El genio y el héroe
La casi simultánea aparición de dos excelentes libros -L'home de gen¡, de Antoni Marí, y El héroe y el único, de Rafael Argullol- vuelve a despertar en mí, e imagino que en cada uno de los lectores de estas dos obras, el ya casi arquetípico tema de la concordancia -o de la fusión- entre pensamiento y poesía. En mi opinión, ambos autores persiguen el mismo fin, aunque por caminos muy diferentes. Uno escoge el pensamiento fundamentalmente -Diderot, Kant, Schelling- para desvelar sus dudas y ejemplarizar sus tesis. El otro elige tres de los poetas más esenciales del romanticismo -Hölderlin, Keats, Leopardi- para plantearnos uno de los temas más sugestivos de los tiempos moderos: el de la concepción trágica del hombre y, por extensión, del arte.Sin embargo, son, a la vez, muchas las concomitancias entre ambos trabajos, y sobre ellas me he permitido hacer algunos comentarios. El hombre de genio se muestra, en mi opinión, mucho más entroncado en una tradición. Su obra parece ser el resultado quintaesenciado de un conocimiento de muchos siglos, de una sabiduría metódica y sistematizada. Lo que sucede es que tanto el idealismo trascendental como el objetivo se desarrollan y maduran plenamente -se funden- con el furor prometeico del poeta-héroe, con el romanticismo europeo. Esas dos maneras de ser y de crear -tan dispares y, al mismo tiempo, tan subterráneamente unidas- brotan de un mismo instinto, de un claro manantial: el de la libertad; libertad que en los seis ejemplos citados es sinónimo de creación artística en el más amplio sentido del término, en el más alto grado de consciencia. Todos ellos son autores de obras nuevas.
Genio y héroe luchan también por la misma unidad primitiva, insertada en un universo sublime e infinito. Genio y héroe son paradigmas y, en el fondo -a pesar de la desconfianza hacia el subjetivismo del uno y de la ciega y total entrega a éste del otro-, no cesarán en sus esfuerzos hasta reencontrarse en la edad de oro, libres ya de la esclavitud conceptual y gozosos del conocimiento anhelado.
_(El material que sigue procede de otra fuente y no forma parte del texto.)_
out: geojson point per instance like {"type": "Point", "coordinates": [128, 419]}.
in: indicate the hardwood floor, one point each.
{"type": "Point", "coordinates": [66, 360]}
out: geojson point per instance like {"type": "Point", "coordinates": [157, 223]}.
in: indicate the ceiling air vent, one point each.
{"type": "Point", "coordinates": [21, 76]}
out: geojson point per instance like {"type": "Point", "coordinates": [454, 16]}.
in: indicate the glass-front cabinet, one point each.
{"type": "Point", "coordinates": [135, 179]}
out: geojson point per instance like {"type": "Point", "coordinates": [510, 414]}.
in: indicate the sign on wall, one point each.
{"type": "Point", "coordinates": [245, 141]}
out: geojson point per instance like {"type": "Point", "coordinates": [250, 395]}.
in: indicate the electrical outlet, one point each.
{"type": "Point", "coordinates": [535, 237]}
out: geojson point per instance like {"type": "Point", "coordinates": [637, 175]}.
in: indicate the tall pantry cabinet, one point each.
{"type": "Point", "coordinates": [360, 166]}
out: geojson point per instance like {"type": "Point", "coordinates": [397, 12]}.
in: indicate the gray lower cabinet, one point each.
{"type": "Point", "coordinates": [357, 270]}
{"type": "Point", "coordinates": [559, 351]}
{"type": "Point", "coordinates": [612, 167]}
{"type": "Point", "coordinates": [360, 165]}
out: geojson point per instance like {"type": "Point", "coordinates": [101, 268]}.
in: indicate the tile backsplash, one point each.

Al desgarrón que suponen las vidas de los tres poetas esenciales citados no cabe aplicarle otro calificativo que el de trágico, aunque todos ellos -y aquí radican los riesgos de toda definición hayan perseguido mundos apaciguados, llenos de templanza y de armonía. El infinito leopardiano, la encendida pasión por los ideales de belleza y de verdad de Keats, el sueño con el que Hölderlin se rebela contra toda esclavitud de la razón fueron fines nobles y remedios para convivir en armonía con esa ansiada unidad primigenia a que nos hemos referido.
Pero como el esfuerzo ingente de Sísifo, el hombre romántico y su entusiasmo tienen un límite, un límite que no se puede traspasar. De ahí el carácter prometeico de su lucha con una palabra que más desea revelar que definir. Entusiasmo, inspiración, furor son expresiones a aplicar por igual a poetas y a pensadores; pero estos términos tienen en los primeros un sentido desmesurado, trágico, que no poseen los segundos. El ideal kantiano, fruto también del entusiasmo, es en apariencia el mismo de los tres poetas citados, mas lo que en los pensadores es teoría, pura y simple experiencia mental, en los poetas es una prueba vital asumida.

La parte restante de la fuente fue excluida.